Show HN: Musoq – Query Anything with SQL Syntax (Git, C#, CSV, Can DBC)
(github.com)56 points by Puchaczov 6 days ago | 15 comments
Hey, For those of you who don't know my little tool Musoq, I wanted to introduce it as a small tool that allows you to query with SQL-like syntax without any database.
It allows you to query various things from niche ones like CAN DBC files, weird ones like C# code, interesting ones with Git querying to regular stuff like CSV, TSV and various others.
I am quite a bit experimenting with various things so I'm hybridizing the engine with LLMs or doing other weird stuff that are more or less practical :-)
I wanted also to share some recent developments in this little project as I hope it might be interesting to some of you.

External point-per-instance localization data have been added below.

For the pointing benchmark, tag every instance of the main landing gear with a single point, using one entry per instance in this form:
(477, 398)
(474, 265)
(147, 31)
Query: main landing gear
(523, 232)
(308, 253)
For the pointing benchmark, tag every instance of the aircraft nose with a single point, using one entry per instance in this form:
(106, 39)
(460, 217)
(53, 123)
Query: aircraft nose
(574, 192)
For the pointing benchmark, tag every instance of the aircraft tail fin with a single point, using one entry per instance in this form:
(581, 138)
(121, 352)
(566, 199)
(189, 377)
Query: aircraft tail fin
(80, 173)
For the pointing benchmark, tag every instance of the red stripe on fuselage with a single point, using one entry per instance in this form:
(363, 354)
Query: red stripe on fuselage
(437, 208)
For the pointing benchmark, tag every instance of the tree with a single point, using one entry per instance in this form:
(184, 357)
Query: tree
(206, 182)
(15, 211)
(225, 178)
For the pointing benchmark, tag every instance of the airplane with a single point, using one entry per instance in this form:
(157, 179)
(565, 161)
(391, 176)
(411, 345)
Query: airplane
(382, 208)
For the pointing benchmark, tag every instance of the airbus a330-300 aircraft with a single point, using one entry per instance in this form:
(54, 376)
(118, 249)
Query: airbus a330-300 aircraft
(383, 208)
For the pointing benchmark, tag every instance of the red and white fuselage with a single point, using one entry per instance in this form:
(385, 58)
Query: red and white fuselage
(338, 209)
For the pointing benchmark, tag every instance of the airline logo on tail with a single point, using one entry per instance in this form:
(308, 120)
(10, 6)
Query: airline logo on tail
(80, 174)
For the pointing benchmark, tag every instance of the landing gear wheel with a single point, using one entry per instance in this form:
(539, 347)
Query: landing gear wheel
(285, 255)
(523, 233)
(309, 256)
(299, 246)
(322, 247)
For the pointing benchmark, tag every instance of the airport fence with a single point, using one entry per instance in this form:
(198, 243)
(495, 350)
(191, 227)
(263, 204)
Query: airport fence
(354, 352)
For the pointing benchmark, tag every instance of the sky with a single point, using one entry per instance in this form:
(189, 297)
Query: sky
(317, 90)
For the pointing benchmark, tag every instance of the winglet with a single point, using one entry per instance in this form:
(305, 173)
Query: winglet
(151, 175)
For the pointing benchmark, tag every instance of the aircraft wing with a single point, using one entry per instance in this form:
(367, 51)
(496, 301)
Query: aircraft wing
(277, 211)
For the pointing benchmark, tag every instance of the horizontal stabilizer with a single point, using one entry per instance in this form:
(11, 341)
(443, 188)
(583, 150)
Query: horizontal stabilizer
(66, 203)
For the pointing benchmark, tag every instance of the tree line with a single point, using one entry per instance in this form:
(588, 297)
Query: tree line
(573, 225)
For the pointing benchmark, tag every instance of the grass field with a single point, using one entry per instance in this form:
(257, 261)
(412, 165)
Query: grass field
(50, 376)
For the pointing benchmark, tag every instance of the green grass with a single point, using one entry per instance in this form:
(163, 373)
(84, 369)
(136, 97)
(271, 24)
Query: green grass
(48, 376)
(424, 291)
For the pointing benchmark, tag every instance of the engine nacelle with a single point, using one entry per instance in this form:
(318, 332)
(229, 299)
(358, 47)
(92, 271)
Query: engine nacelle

New Experimental Plugins: * Git Plugin (Beta): I've been working on Git repository querying - managed to test it on the EF Core repo (16k commits) and it seems to work okay * Roslyn Plugin (Beta): Added basic C# code analysis capabilities
For the very first time: I've extended CROSS APPLY to use computed results as arguments! Now the operator can use values from the current row as inputs. Here's an example:
SELECT
f.DirectoryName,
f.FileName
FROM #os.directories('/some/path', false) d
CROSS APPLY #os.files(d.FullName, true) f
WHERE d.Name IN ('Folder1', 'Folder2')
After another pack of fixes I'm finally able to query multiple git repositories AT ONCE! with ProjectsToAnalyze as (
select
dir2.FullName as FullName
from #os.directories('D:\repos', false) dir1
cross apply #os.directories(dir1.FullName, false) dir2
where
dir2.Name = '.git'
)
select
c.Message,
c.Author,
c.CommittedWhen
from ProjectsToAnalyze p cross apply #git.repository(p.FullName) r
cross apply r.Commits c
where c.AuthorEmail = 'my-email@email.ok'
order by c.CommittedWhen desc
Under the Hood:
- Added a Buckets feature for memory management (currently just testing it with the Roslyn plugin)- Moved to .NET 8
- Added CROSS/OUTER APPLY operators
- Made some improvements to error messages and runtime behavior
New piping features: I've been experimenting with piping capabilities: * Image Analysis with LLMs:
./Musoq.exe image encode "image.jpg" | ./Musoq.exe run query "select s.Shop, s.ProductName, s.Price from ..."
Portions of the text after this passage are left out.